La maison des courants d'air 2 — Le plan de Joséphine

Feuilleton 2/3

Chapitre premier

La maison des courants d'air 2 — Le plan de Joséphine

Version audio — bientôt

Une voix douce vous relaiera les soirs où vous n'avez plus la vôtre.

« Ils déménagent le trésor demain nuit ! »

C'est la pie du lampadaire qui apporta la nouvelle, au matin, et cette nouvelle changeait tout.

Elle l'avait entendu de ses propres oreilles, en faisant semblant de dormir sur sa branche : les deux voleurs avaient trouvé le ballon, ils se méfiaient, et ils avaient décidé d'emporter leurs trésors ailleurs. Après, il serait trop tard : la police ne retrouverait jamais rien.

« Alors on a une journée, dit Grégoire. Une seule.

— On le dit à Papa maintenant ? demanda Archibald.

— Ce soir, tout, promis. Mais si des policiers se garent devant la maison, les voleurs les verront et s'enfuiront avec les sacs. Il faut qu'ils partent en courant, sans rien emporter… et qu'ils appellent la police eux-mêmes. »

Jo eut son sourire en coin, celui de quelqu'un qui a déjà tout compris.

« Il faut leur faire croire que la maison est vraiment hantée. »

Le plan tenait en trois morceaux. Un : pendant que les voleurs étaient loin — la pie montait la garde sur le lampadaire, prête à crier —, transformer la cave. Deux : la nuit venue, un fantôme. Trois : le fantôme, ce serait Oskar.

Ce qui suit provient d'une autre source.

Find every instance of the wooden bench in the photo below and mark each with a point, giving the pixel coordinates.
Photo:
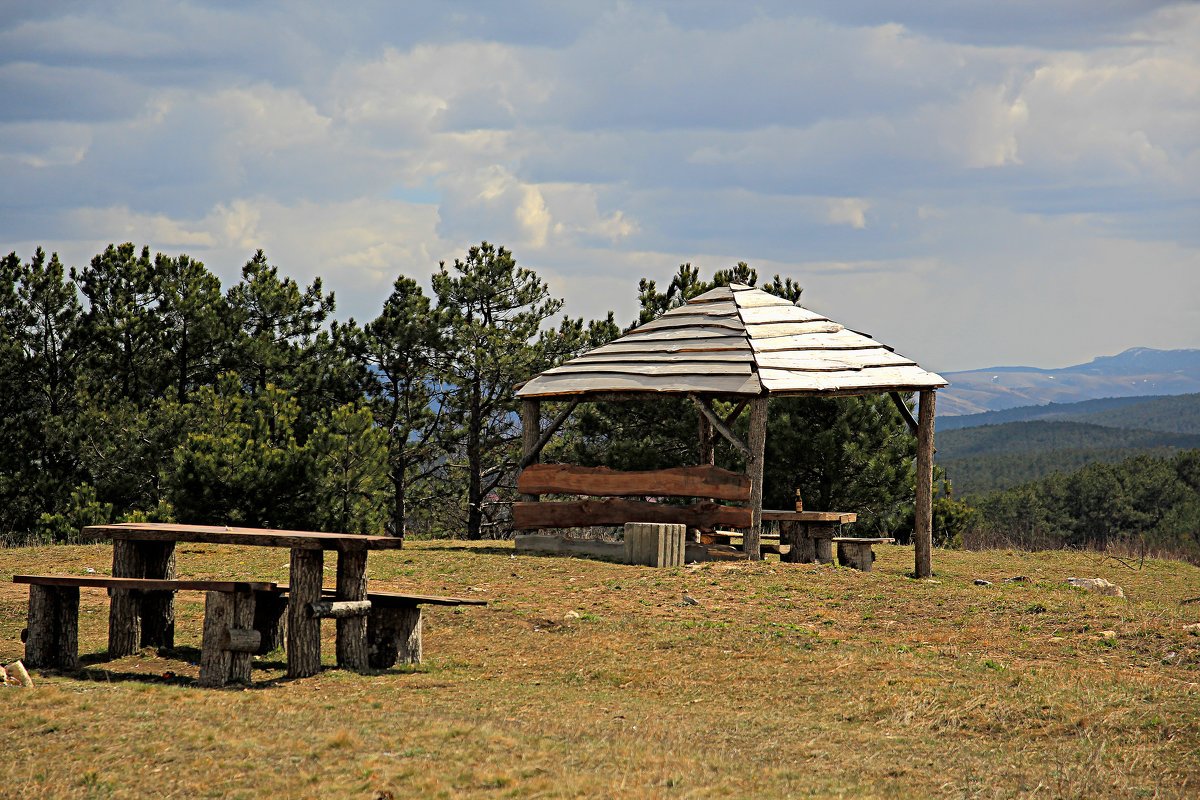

L'opération de jour fut menée en plein après-midi, comme une mission d'agents secrets. Le chandelier alla se percher tout en haut de l'escalier. Les montres formèrent un cercle parfait au milieu du sol. Le tableau se retrouva face au mur, comme s'il boudait. Archibald récupéra son ballon, posé sur un tonneau, et le serra très fort. Et Joséphine — car là, c'était du travail de Joséphine — referma chaque sac avec des nœuds de son invention : des nœuds à triple boucle inversée que même un adulte avec un mode d'emploi n'aurait pas su défaire.

« Des nœuds légendaires, souffla Archibald, admiratif. Niveau gold. Grégoire aurait bien eu besoin de toi, le jour du petit cerf.

— La prochaine fois qu'un animal est coincé, je viens », promit Jo.

C'est là que le plan faillit s'écrouler. La pie, qui surveillait depuis le matin, réclama son salaire — et sans attendre la réponse, elle plongea par le soupirail, attrapa la plus brillante des montres au milieu du cercle, et s'envola avec.

« Non ! s'écria Grégoire. S'ils voient qu'une montre a disparu, ils vont tout emporter ce soir même !

— Ou alors…, dit lentement Joséphine. Ou alors c'est encore mieux. Un fantôme qui déplace les objets, c'est inquiétant. Un fantôme qui les emporte… »

Le soir venu, comme promis, ils racontèrent tout à Papa. Le ballon, la cave, les photos sur l'ordinateur, le plan. Papa écouta jusqu'au bout, très sérieux. Puis il regarda ses trois agents l'un après l'autre.

« Vous avez bien fait de tout me dire. Voilà ce qu'on va faire : vous ne remettez plus un pied dans cette maison. Ce soir, on regarde ensemble, depuis chez Jo. Et si les choses ne se passent pas comme prévu, c'est moi qui appelle la police. Marché conclu ?

— Marché conclu ! »

À la nuit tombée, tout le monde prit son poste à la fenêtre de Jo — trois enfants en pyjama, le nez au bord du rideau, et Papa derrière eux, son téléphone à la main. Tout était prêt. Tout, sauf une chose.

Le grand chêne était vide. Pas d'Oskar sur sa branche. Pas d'Oskar sur le toit. Pas d'Oskar nulle part. Et au bout de la rue, deux ombres approchaient déjà — une grande maigre, une petite ronde.

« Et toujours pas de fantôme », chuchota Archibald en caressant son doudou au bord des oreilles.

Dehors, la rue était calme, calme comme avant un spectacle, quand les lumières s'éteignent et que le rideau va se lever. Et quelque part, tout près, on aurait juré entendre une cheminée s'éclaircir la voix. « Hou. Hou-hou. Hmm. »

Maintenant, comme Grégoire et Archibald, ferme doucement les yeux. La nuit est calme, et demain une nouvelle aventure t'attend. Bonne nuit.